What attracted you to Occidental?

After completing my undergraduate degree, I worked as a union organizer in Los Angeles for four years. Even back then, many of my co-workers came from Occidental and, specifically, from the Urban and Environmental Policy (UEP) department. The department was known for nurturing community and labor leaders, for introducing students to organizing and fostering critical analysis on pressing issues. It is a dream to be back in L.A. with a chance to carry forth Occidental and UEP’s commitments.

You write about what it takes for workers to revive the labor movement after decades of union decline. Given the rash of strikes that have occurred in recent months—from actors and writers to auto workers and the healthcare industry—what does this say about the future of organized labor?

The strike wave occurring across the U.S. and, notably in our backyard in L.A., is a testament to rising expectations about what workers deserve—on and off the job. Standards have been steadily declining in each of the industries that you mentioned. Moreover, the workers in these industries—be they autoworkers, writers, or nurses—understand that their jobs in the future might not just be “gigged” but eliminated via automation. We are at an inflection point: if workers do not stand up collectively, inequality and class polarization will continue to accelerate. More and more workers in so-called “middle class” professions will be pushed to the brink of survival. At the same time, workers know that jobs and wages used to be better not so very long ago. They believe that conditions can—indeed, must—be improved again. This is a very positive sign for the future of organized labor.

Urban & Environmental Policy is one of Occidental’s signature programs. Do you have a favorite class that you are teaching, and why?
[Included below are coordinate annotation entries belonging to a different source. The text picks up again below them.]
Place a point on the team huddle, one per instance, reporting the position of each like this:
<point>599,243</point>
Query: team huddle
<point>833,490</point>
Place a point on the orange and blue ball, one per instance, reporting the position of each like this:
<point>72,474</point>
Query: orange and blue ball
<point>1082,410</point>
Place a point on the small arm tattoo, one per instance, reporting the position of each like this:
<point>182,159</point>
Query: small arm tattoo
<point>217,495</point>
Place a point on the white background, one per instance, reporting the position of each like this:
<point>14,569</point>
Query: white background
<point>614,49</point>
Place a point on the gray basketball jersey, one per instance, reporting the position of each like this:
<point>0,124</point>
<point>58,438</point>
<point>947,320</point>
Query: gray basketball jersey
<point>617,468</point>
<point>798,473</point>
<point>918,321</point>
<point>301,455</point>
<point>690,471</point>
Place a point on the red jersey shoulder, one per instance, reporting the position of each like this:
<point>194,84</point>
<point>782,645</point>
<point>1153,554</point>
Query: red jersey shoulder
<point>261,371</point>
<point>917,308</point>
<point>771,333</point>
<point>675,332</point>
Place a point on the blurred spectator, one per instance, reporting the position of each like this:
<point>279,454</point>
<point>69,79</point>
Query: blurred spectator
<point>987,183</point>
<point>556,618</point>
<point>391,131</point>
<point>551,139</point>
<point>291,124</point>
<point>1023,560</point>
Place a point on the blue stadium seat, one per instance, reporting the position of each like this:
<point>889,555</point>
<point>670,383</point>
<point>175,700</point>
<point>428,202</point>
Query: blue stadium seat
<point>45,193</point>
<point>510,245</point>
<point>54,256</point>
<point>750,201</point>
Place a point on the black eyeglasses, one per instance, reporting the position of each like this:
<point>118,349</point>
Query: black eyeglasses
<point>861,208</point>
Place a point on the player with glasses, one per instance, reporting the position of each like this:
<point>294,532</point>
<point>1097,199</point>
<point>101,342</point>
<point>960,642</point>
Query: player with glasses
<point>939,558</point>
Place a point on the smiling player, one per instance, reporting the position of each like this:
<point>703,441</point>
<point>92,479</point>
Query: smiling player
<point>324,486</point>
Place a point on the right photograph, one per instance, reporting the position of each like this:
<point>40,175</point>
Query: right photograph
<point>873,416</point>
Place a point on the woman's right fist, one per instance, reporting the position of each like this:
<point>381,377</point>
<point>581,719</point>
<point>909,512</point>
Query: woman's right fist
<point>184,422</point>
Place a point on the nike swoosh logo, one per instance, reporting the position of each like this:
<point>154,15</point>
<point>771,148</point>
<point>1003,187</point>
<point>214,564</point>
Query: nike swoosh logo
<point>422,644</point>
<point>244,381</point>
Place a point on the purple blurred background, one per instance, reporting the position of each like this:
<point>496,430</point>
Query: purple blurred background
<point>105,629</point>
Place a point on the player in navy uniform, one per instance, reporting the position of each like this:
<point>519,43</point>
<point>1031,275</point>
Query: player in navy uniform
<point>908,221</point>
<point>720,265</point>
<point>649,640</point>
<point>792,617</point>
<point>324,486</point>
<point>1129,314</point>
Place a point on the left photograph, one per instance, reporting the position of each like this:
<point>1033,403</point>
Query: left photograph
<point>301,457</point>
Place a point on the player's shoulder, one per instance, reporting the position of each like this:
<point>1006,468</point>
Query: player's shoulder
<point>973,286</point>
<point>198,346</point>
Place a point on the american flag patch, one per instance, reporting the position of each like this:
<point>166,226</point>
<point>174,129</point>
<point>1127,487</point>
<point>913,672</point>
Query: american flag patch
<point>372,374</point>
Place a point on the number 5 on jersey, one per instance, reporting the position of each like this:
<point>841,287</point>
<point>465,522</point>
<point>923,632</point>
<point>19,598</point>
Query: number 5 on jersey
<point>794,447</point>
I am teaching a Community Organizing class, which I love. The class involves a good mix of history, theory, contemporary case studies, and practice. We do periodic role-plays of community meetings and labor negotiations. It is humbling to see how much students grow throughout the semester. In their first role-play, they may be shy or uncertain. By mid-semester, they are not just more confident; they demonstrate real organizing skills and savvy. They are honing their craft. It is moving and powerful to see.